In two double-blind trials, we randomly assigned patients to receive secukinumab or placebo. In MEASURE 1, a total of 371 patients received intravenous secukinumab (10 mg per kilogram of body weight) or matched placebo at weeks 0, 2, and 4, followed by subcutaneous secukinumab (150 mg or 75 mg) or matched placebo every 4 weeks starting at week 8.

In MEASURE 2, a total of 219 patients received subcutaneous secukinumab (150 mg or 75 mg) or matched placebo at baseline; at weeks 1, 2, and 3; and every 4 weeks starting at week 4. At week 16, patients in the placebo group were randomly reassigned to subcutaneous secukinumab at a dose of 150 mg or 75 mg. The primary end point was the proportion of patients with at least 20% improvement in Assessment of spondyloarthritis International Society (ASAS20) response criteria at week 16.

Results: 

In MEASURE 1, the ASAS20 response rates at week 16 were 61%, 60%, and 29% for subcutaneous secukinumab at doses of 150 mg and 75 mg and for placebo, respectively (P<0.001 for both comparisons with placebo); in MEASURE 2, the rates were 61%, 41%, and 28% for subcutaneous secukinumab at doses of 150 mg and 75 mg and for placebo, respectively (P<0.001 for the 150-mg dose and P=0.10 for the 75-mg dose).

The significant improvements were sustained through 52 weeks.

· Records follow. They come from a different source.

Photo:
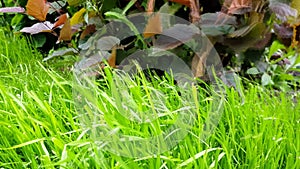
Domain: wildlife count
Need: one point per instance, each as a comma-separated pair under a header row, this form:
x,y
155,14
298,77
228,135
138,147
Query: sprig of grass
x,y
40,127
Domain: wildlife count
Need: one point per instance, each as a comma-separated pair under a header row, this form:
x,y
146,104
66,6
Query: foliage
x,y
235,27
40,128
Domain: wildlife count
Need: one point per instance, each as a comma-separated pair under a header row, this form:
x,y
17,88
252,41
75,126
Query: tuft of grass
x,y
41,127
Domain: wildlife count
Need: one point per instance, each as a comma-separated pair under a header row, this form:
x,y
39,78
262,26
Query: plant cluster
x,y
242,31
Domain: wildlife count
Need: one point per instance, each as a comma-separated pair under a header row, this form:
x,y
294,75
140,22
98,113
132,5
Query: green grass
x,y
40,127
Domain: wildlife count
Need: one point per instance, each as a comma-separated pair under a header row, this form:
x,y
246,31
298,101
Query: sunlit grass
x,y
40,127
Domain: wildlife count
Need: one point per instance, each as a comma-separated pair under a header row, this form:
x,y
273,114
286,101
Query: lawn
x,y
40,123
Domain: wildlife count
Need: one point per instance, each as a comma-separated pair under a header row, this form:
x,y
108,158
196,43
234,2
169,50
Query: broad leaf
x,y
61,20
12,10
182,2
78,17
92,61
66,32
38,28
107,43
283,11
153,26
240,7
215,24
56,6
252,71
176,35
61,52
37,9
266,80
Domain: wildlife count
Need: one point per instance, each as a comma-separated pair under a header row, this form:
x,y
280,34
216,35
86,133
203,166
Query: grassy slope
x,y
39,126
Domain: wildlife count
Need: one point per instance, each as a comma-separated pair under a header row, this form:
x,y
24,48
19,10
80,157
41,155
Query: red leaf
x,y
61,20
153,26
182,2
150,6
37,9
12,9
88,31
193,5
240,7
66,32
38,28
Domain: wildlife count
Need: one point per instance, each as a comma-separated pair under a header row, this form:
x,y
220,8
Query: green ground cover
x,y
39,124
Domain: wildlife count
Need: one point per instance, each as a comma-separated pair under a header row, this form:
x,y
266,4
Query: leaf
x,y
153,26
12,9
37,9
66,32
255,19
38,28
275,47
107,43
240,7
94,60
176,35
252,71
60,20
112,59
78,17
266,80
150,6
56,6
39,40
283,11
75,2
194,11
194,8
182,2
283,31
296,5
90,29
61,52
249,40
215,24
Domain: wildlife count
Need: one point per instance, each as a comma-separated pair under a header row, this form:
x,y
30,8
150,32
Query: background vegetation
x,y
258,39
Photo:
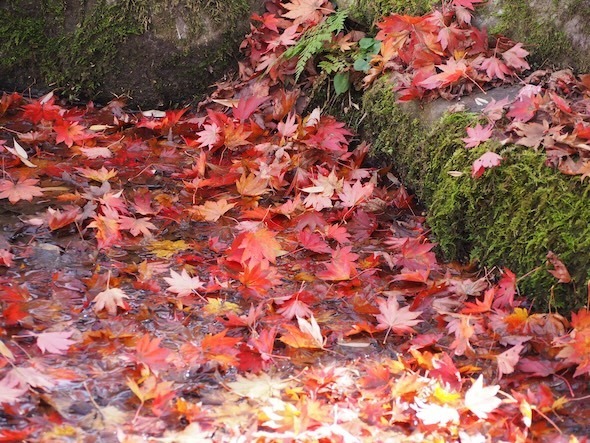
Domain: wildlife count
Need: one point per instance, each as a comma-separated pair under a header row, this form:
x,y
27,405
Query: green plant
x,y
313,41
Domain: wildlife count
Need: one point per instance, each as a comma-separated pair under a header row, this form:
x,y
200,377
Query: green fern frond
x,y
312,41
333,63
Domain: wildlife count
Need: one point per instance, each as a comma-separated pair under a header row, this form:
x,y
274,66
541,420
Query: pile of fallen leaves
x,y
236,274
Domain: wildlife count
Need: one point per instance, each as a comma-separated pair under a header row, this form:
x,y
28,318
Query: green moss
x,y
78,61
540,32
20,38
78,49
511,216
367,12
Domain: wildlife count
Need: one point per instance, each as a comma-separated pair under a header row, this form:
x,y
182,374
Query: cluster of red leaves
x,y
277,30
549,113
442,54
170,272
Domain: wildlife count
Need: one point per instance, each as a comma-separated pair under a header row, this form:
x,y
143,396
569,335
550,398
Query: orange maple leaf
x,y
24,189
149,353
110,299
70,133
212,210
254,247
341,267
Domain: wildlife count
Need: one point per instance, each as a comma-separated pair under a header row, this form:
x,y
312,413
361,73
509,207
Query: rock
x,y
160,53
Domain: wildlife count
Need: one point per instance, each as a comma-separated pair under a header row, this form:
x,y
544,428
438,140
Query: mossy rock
x,y
160,53
555,32
512,216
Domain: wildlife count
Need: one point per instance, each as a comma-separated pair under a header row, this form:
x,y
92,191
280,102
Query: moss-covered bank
x,y
511,216
159,52
555,32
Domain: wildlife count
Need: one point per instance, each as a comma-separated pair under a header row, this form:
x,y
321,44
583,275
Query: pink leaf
x,y
54,342
395,319
486,161
477,135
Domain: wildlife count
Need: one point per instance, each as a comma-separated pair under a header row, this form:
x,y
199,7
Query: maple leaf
x,y
24,189
330,135
258,387
495,68
107,229
463,329
29,376
70,133
452,71
257,246
54,342
42,109
433,414
248,105
149,353
477,135
151,389
11,390
507,360
212,210
57,219
313,242
341,267
252,185
100,175
210,136
486,161
183,284
481,401
308,335
304,10
514,57
524,107
137,226
110,299
395,319
351,196
480,306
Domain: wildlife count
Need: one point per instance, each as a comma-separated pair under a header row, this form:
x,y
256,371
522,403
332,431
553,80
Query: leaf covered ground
x,y
235,273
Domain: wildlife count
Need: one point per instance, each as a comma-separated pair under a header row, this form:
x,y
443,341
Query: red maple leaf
x,y
524,108
452,71
395,319
42,109
254,247
341,267
70,133
496,68
107,228
149,353
330,135
247,106
515,57
24,189
477,135
487,160
304,10
54,342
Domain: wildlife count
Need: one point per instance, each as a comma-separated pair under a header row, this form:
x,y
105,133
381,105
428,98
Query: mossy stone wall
x,y
512,216
555,32
159,52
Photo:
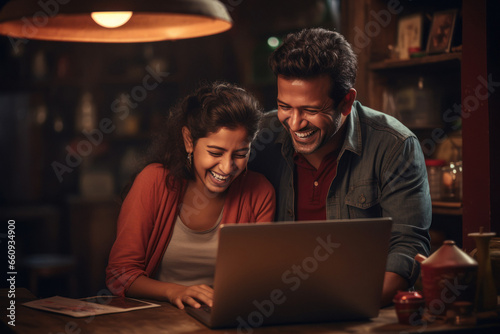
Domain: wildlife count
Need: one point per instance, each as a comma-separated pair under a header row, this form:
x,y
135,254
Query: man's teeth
x,y
219,177
304,134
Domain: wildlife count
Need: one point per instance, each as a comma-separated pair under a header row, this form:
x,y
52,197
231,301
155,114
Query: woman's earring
x,y
190,161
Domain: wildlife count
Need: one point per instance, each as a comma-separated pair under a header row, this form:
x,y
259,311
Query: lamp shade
x,y
70,20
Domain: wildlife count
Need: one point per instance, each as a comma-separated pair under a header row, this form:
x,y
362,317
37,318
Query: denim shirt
x,y
381,173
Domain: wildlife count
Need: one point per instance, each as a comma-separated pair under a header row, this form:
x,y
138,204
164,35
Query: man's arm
x,y
405,198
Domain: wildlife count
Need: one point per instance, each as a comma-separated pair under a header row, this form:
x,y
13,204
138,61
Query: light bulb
x,y
111,19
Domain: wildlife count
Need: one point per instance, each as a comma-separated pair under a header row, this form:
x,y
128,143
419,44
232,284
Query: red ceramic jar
x,y
448,276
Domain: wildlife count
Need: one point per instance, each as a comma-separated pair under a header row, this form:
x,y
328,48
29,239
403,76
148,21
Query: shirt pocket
x,y
363,200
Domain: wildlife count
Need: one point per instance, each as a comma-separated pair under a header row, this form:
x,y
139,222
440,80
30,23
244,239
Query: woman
x,y
167,236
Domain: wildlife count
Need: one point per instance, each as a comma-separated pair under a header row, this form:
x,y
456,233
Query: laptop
x,y
297,272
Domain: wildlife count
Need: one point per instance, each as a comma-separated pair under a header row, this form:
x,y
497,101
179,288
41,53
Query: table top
x,y
169,319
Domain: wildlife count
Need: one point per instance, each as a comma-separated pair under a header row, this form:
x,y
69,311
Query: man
x,y
329,157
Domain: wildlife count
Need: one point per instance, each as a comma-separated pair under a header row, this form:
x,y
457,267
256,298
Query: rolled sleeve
x,y
405,198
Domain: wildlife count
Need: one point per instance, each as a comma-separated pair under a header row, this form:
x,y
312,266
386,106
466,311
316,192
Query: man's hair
x,y
314,52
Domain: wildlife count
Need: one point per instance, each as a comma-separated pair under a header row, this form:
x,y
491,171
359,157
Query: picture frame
x,y
441,32
410,34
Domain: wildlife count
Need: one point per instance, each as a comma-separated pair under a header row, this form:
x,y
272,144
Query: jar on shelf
x,y
434,167
451,189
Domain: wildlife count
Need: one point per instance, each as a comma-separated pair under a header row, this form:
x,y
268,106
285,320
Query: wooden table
x,y
169,319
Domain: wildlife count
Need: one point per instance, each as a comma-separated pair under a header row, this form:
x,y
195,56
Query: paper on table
x,y
91,306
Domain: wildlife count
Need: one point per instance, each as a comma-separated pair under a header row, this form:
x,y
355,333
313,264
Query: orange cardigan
x,y
150,210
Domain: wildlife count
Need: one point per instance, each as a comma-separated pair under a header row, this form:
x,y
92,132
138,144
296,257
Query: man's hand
x,y
191,295
392,284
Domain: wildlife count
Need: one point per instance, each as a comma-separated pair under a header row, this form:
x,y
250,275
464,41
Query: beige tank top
x,y
190,255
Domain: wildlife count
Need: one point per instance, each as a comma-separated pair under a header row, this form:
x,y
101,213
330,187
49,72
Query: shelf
x,y
447,208
389,64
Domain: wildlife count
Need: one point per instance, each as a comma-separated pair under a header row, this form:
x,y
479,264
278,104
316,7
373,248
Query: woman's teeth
x,y
219,177
304,134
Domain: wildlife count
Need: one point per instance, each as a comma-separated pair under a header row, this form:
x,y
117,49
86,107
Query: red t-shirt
x,y
313,185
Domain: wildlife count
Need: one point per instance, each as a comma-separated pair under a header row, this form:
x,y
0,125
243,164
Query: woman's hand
x,y
191,295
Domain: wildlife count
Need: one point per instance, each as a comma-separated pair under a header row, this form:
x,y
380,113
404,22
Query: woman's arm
x,y
176,294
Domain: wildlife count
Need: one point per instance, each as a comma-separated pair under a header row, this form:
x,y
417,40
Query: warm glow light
x,y
111,19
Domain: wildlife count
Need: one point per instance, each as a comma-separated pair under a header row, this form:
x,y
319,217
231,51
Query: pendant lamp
x,y
113,21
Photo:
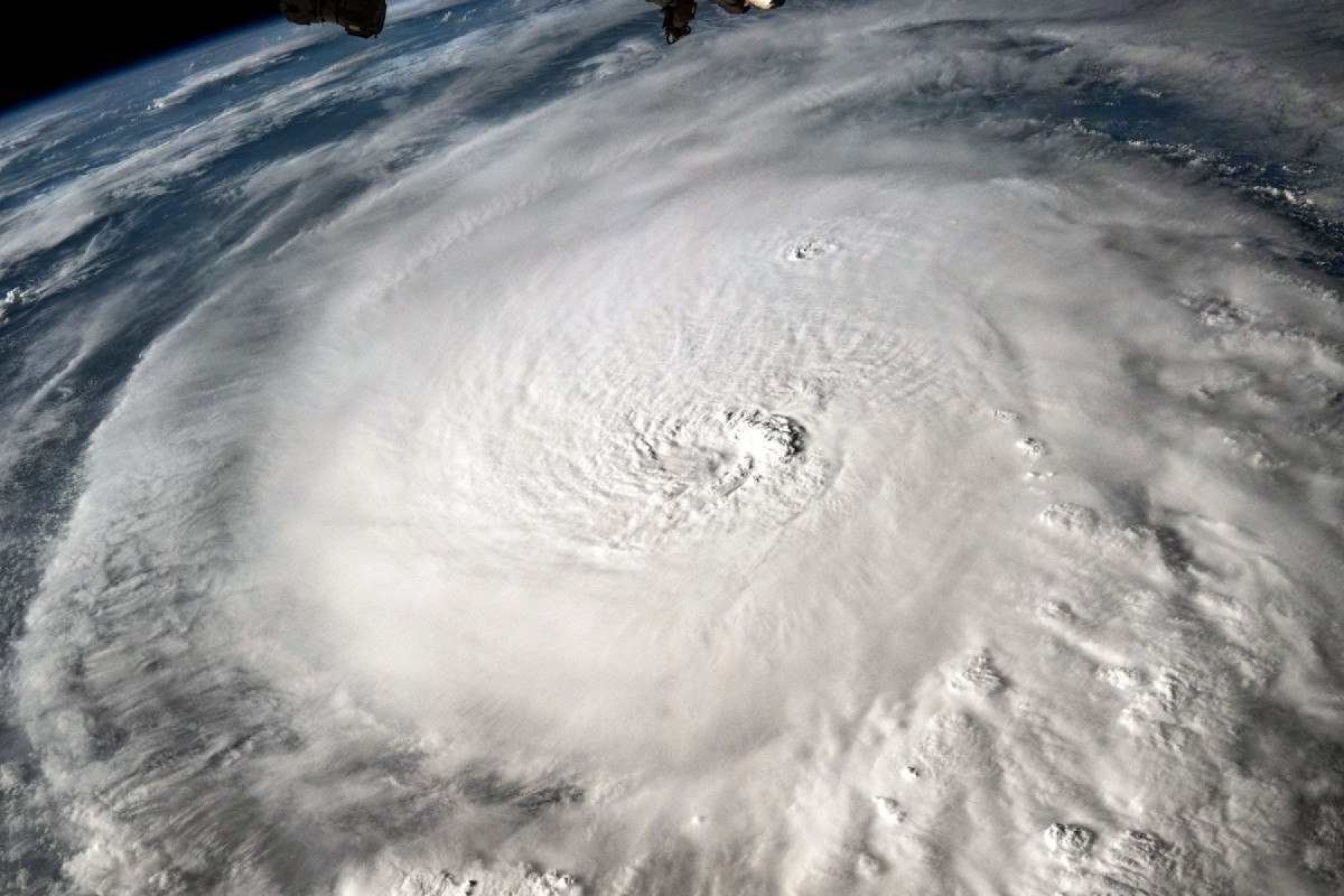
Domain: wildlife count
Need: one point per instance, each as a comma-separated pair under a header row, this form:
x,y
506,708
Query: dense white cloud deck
x,y
821,458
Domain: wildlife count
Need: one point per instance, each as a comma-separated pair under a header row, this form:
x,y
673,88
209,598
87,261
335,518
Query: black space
x,y
55,46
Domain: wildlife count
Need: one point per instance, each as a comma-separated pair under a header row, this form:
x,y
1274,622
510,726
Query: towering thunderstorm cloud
x,y
870,448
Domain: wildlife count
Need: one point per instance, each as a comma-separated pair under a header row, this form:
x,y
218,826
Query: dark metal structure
x,y
359,18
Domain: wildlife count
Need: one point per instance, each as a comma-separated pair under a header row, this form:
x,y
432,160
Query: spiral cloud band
x,y
871,448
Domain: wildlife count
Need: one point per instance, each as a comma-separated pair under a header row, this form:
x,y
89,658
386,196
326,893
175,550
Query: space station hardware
x,y
359,18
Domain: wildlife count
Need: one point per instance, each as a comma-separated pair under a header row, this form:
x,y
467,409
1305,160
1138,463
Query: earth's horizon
x,y
867,448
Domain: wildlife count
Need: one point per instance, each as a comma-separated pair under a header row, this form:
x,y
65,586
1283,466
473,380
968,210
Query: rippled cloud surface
x,y
870,448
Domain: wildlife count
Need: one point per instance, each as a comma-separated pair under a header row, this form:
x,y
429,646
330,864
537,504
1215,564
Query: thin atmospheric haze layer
x,y
870,448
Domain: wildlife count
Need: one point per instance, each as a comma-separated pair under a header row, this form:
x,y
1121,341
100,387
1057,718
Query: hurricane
x,y
868,448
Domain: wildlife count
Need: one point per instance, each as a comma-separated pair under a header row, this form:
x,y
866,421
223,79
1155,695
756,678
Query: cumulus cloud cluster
x,y
874,448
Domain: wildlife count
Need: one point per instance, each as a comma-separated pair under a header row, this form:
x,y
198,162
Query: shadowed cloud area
x,y
867,448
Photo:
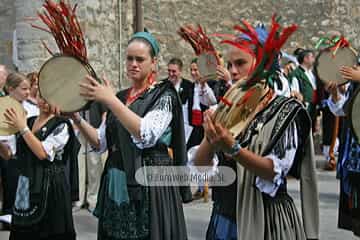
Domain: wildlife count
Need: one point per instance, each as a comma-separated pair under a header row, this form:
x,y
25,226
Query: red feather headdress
x,y
264,53
64,26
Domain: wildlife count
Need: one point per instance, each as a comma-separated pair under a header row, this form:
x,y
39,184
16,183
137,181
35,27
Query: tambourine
x,y
59,80
6,103
327,64
354,113
239,106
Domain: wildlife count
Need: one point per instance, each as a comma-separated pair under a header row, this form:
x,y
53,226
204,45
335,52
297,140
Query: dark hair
x,y
176,61
302,54
33,77
142,40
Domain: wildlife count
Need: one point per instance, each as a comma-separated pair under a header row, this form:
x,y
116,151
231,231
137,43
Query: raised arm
x,y
92,90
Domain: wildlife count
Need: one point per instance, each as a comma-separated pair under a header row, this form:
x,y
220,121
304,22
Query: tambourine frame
x,y
350,112
317,64
87,67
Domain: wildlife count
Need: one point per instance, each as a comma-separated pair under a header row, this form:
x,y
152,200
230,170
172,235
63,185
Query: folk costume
x,y
126,209
348,166
46,188
252,207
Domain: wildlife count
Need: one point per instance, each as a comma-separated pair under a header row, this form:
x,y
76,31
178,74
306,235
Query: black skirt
x,y
57,222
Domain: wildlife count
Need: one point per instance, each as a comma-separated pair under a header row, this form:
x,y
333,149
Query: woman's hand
x,y
222,73
92,90
297,95
332,88
351,73
216,134
15,120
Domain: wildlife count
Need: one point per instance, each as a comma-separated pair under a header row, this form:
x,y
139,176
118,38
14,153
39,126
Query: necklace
x,y
150,81
130,99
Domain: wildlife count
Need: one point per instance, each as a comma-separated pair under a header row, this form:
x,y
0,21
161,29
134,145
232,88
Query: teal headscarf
x,y
150,39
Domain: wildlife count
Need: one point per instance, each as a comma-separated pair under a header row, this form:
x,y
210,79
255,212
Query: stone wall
x,y
315,18
100,21
108,26
7,26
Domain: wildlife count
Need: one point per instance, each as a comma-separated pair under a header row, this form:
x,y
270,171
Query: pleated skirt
x,y
282,221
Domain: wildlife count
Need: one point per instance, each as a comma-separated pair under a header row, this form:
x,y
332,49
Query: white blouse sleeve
x,y
56,141
154,123
9,141
295,85
207,96
281,166
101,132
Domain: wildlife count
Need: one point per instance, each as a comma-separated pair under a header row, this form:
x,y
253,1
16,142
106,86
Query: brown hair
x,y
13,80
33,76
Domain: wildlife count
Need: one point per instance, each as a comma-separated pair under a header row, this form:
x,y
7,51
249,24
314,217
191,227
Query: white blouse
x,y
281,166
338,108
152,126
53,144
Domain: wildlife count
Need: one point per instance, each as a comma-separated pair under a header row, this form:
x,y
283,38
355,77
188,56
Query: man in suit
x,y
306,83
196,97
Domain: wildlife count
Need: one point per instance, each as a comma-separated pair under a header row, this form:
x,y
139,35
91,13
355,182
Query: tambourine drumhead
x,y
59,80
6,103
355,114
236,118
327,66
207,64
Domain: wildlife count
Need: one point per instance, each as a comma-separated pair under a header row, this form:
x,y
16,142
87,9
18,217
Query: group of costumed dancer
x,y
145,120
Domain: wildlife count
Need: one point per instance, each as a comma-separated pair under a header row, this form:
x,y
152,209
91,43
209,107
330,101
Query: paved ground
x,y
198,213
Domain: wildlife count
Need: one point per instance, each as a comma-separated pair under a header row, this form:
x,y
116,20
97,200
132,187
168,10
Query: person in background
x,y
3,75
348,167
306,83
30,104
90,162
201,97
18,87
42,207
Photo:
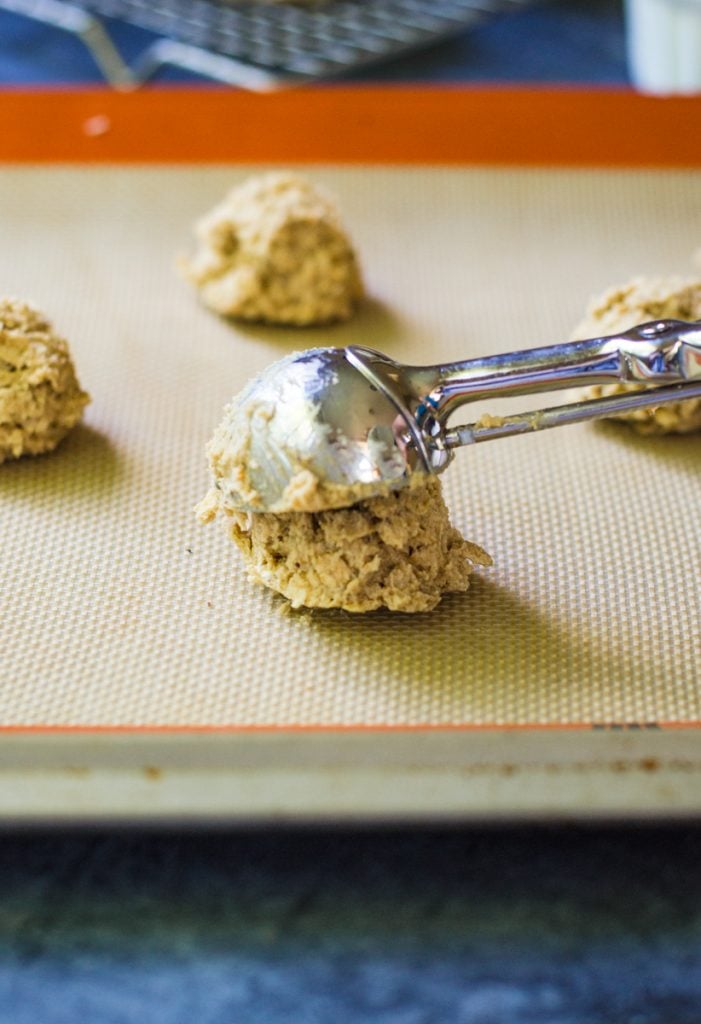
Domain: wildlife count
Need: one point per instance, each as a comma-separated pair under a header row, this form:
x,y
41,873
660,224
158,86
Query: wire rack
x,y
265,45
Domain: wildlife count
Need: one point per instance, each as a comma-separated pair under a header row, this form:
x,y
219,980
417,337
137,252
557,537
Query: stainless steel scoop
x,y
357,419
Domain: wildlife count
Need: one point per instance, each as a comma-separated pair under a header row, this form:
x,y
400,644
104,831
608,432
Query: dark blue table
x,y
566,41
553,926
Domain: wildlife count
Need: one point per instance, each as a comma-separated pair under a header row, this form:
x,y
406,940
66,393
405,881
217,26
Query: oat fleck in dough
x,y
624,306
40,397
274,250
398,551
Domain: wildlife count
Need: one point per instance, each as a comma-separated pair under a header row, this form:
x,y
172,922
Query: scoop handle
x,y
664,351
562,416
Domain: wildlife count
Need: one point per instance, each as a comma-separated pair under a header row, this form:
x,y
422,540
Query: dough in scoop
x,y
398,551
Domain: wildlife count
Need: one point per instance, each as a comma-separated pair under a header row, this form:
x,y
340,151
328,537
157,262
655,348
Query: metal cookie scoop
x,y
361,423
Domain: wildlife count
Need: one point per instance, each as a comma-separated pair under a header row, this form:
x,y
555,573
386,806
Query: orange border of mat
x,y
349,124
402,124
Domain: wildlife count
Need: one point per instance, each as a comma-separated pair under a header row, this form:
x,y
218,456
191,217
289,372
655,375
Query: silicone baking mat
x,y
119,610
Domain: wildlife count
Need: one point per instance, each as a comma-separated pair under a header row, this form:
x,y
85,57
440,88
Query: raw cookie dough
x,y
624,306
274,250
398,551
40,397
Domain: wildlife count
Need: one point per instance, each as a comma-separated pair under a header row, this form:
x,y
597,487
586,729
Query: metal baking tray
x,y
264,45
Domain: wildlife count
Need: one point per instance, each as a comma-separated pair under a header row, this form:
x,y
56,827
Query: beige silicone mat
x,y
119,609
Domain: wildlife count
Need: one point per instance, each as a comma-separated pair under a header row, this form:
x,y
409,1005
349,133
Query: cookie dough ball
x,y
622,307
398,551
275,251
40,397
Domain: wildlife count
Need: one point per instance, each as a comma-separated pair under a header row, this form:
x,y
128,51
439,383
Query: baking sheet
x,y
120,610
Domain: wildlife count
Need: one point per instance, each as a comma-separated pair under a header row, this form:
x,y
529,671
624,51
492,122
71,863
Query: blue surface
x,y
566,41
439,927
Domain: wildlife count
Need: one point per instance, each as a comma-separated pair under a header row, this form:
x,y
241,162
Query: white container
x,y
664,45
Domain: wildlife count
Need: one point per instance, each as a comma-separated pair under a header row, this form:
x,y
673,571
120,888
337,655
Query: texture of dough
x,y
40,397
274,250
398,551
624,306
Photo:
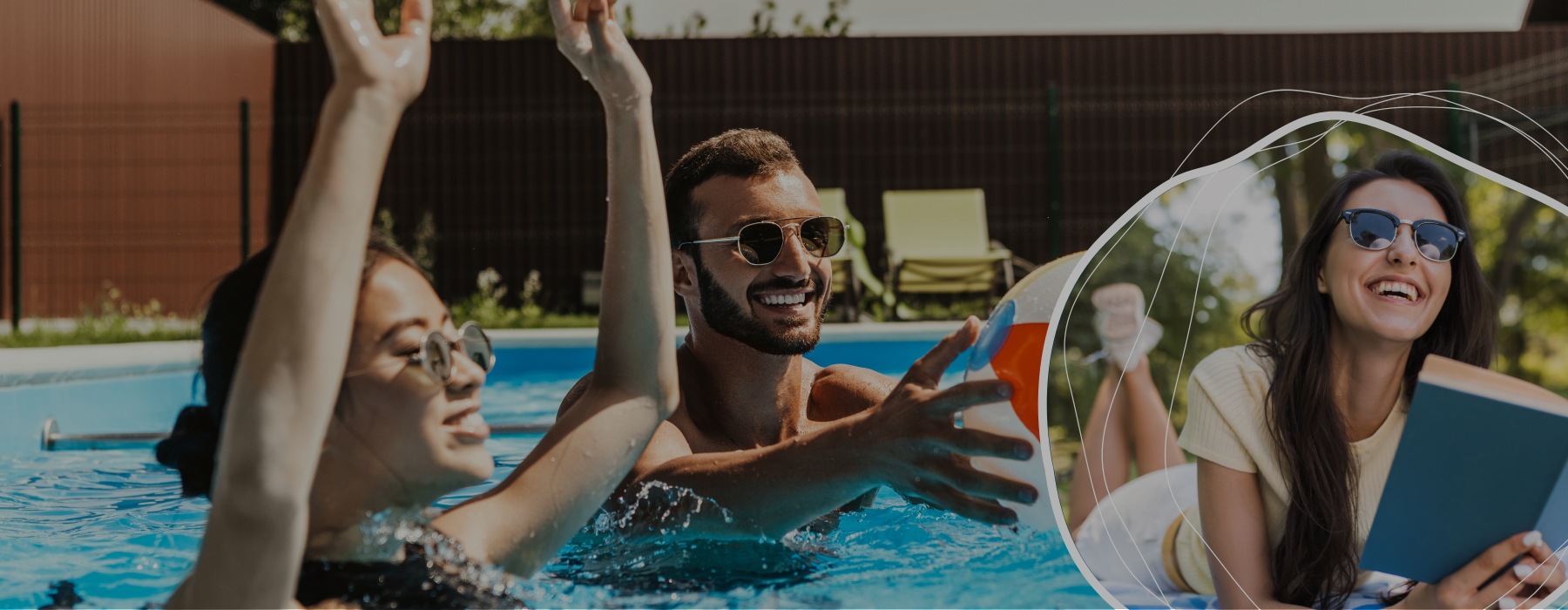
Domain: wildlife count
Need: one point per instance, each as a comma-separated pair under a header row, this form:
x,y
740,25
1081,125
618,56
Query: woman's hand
x,y
1520,586
593,41
364,58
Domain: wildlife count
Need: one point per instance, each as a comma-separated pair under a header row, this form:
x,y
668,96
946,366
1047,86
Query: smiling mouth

Infections, including candidiasis, were more common with secukinumab than with placebo during the placebo-controlled period of MEASURE 1. During the entire treatment period, pooled exposure-adjusted incidence rates of grade 3 or 4 neutropenia, candida infections, and Crohn’s disease were 0.7, 0.9, and 0.7 cases per 100 patient-years, respectively, in secukinumab-treated patients.

Conclusion: 

Secukinumab at a subcutaneous dose of 150 mg, with either subcutaneous or intravenous loading, provided significant reductions in the signs and symptoms of ankylosing spondylitis at week 16.

Secukinumab at a subcutaneous dose of 150 mg, with either subcutaneous or intravenous loading, provided significant reductions in the signs and symptoms of ankylosing spondylitis at week 16. Secukinumab, at a subcutaneous dose of 75 mg resulted in significant improvement only with a higher intravenous loading dose.